Paul I am really enjoying this series, learning how to do “hand compound miters etc. They all ways imitated me but you make it look so easy, I think the key factor is take your time and work accurately like you do. I love it.
I like that style and really want to build a couple and will be looking for some wood to build them. I also like the chisel marking of the parts as well.
wonderful video as always. I think I have to find some mahogany to build this table. I find it to be so exciting as my accuracy progresses. Thank you to the team for this opportunity
Accurate from the Latin Accūrātus
To Care from the Latin Cūre
I think Paul has mixed the two up abit haha….but it’s the point of being accurate that matters…I’m just nit picking….brilliant video series though…very informative.
Hello Mr. “Nit Picker”, take a look at
and you’ll see that Paul was right. 😛
From ad (“to, towards, at”) + cūrō (“care for”).”
Now I was nit picking. 😉
Accurate …from Latin accūrātus, past participle of accūrāre …to perform with care, from cūra care
Haha….I’m just nit picking…excellent video series…very informative
The forensic aspect of this project sets it apart, and above, a straight “How to make a…”
It is so interesting to see how the table was made over 100 years ago. Thanks so much for this approach.
Your right, Richard. The forensic part explained by someone that can explain it is a unique and interesting experience. I didn’t expect to see a woodworker mark his pieces permanently using a stone mason’s method. But being the underside of a table it isn’t a problem.
Yes I really love this project. Thank you for both the teaching and the insight into the past. It’s given me a lot more respect for woodworkers of old – those who did it for a living, this includes my late grandfather, who had a furniture business in Ipswich about 85 years ago.
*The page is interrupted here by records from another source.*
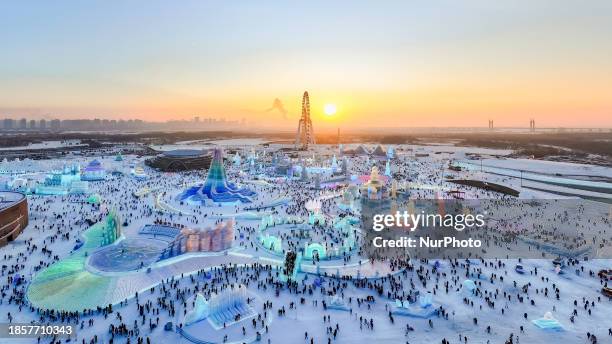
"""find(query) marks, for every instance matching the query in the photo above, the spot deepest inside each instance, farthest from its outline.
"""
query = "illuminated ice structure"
(216, 188)
(375, 187)
(64, 182)
(548, 323)
(207, 240)
(139, 173)
(387, 169)
(111, 230)
(226, 307)
(94, 171)
(237, 159)
(424, 308)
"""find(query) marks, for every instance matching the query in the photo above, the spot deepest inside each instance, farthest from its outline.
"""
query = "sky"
(382, 63)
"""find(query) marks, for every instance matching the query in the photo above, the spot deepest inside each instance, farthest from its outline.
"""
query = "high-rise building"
(9, 123)
(305, 133)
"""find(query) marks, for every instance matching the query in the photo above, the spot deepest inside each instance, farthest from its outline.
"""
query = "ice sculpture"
(206, 240)
(216, 187)
(548, 322)
(111, 228)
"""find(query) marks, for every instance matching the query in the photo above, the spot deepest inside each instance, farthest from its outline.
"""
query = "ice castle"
(217, 188)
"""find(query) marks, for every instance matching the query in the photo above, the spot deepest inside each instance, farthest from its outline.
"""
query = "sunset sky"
(382, 63)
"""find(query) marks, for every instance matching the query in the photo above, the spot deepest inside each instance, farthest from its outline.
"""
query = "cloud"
(277, 105)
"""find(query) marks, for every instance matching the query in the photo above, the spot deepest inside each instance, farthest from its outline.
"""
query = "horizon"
(407, 65)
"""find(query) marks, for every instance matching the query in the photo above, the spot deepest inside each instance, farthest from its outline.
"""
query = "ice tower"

A long episode and a very useful one. I have a feeling that I will be looking at this one several times!
This video is another illustration of the virtue of a non flush fitting vice. Imagine assembling/disassembling the joints with a flush fitting vice. Experience does seem to outway the theory of certain workbench gurus.
Is it me or have I missed the last video. Where’s the finished table with the top on??
You need to download episode 5… Only kidding he hasn’t done it yet.
totally amazed… so simple…. what a craftsman.